JAGUAR and Land Rover have demonstrated driverless vehicles in Amsterdam where EU transport ministers met to give the green light to autonomous vehicle trials across Europe.
The vehicles were shown to officials from all 28 EU member states who gave the go-ahead for the creation of an automated vehicle network throughout the Continent by 2019.
The models included a Range Rover Sport fitted with hands free technology which keeps the vehicle in its lane and allows it to overtake automatically when the driver indicates while another Range Rover Sport showed a system which enables it to be driven by remote control.
Both vehicles will be part of a fleet on autonomous models which JLR will start testing in Britain later this year.
The so-called Declaration of Amsterdam signed by the EU transport ministers paves the way for the creation of a high-tech infrastructure to improve road safety and reduce traffic congestion.
Dr Wolfgang Epple, JLR's director of research and technology, said: "We are all working on exciting autonomous driving technologies.
"To successfully deliver these technologies industry needs a common approach between car makers, mobile telecom providers and providers of roadside infrastructure systems.
"This will allow standardisation and harmonisation, enabling cars to communicate with each other and the roadside infrastructure around them efficiently and effectively.
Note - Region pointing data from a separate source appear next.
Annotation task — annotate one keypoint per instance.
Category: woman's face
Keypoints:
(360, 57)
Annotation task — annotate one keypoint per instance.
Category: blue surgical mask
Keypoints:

It allows Jaguar Land Rover to deliver technologies that are relevant, accessible and affordable to customers."
In the UK trials of autonomous vehicles have already been approved in Greenwich, Milton Keynes, Coventry and Bristol and the Government has announced plans to start lorry ‘platooning' tests - where trucks automatically follow each other in convoy - next year.
Jaguar and Land Rover are among a growing number of car manufacturers who are developing an array of systems which will enable vehicles to communicate with each other and to allow the driver to go ‘hands free' under certain conditions.
The JLR demonstration staged over a 10 mile run in Amsterdam showed EU ministers the importance of standardisation between all vehicles and the need for a common roadside infrastructure.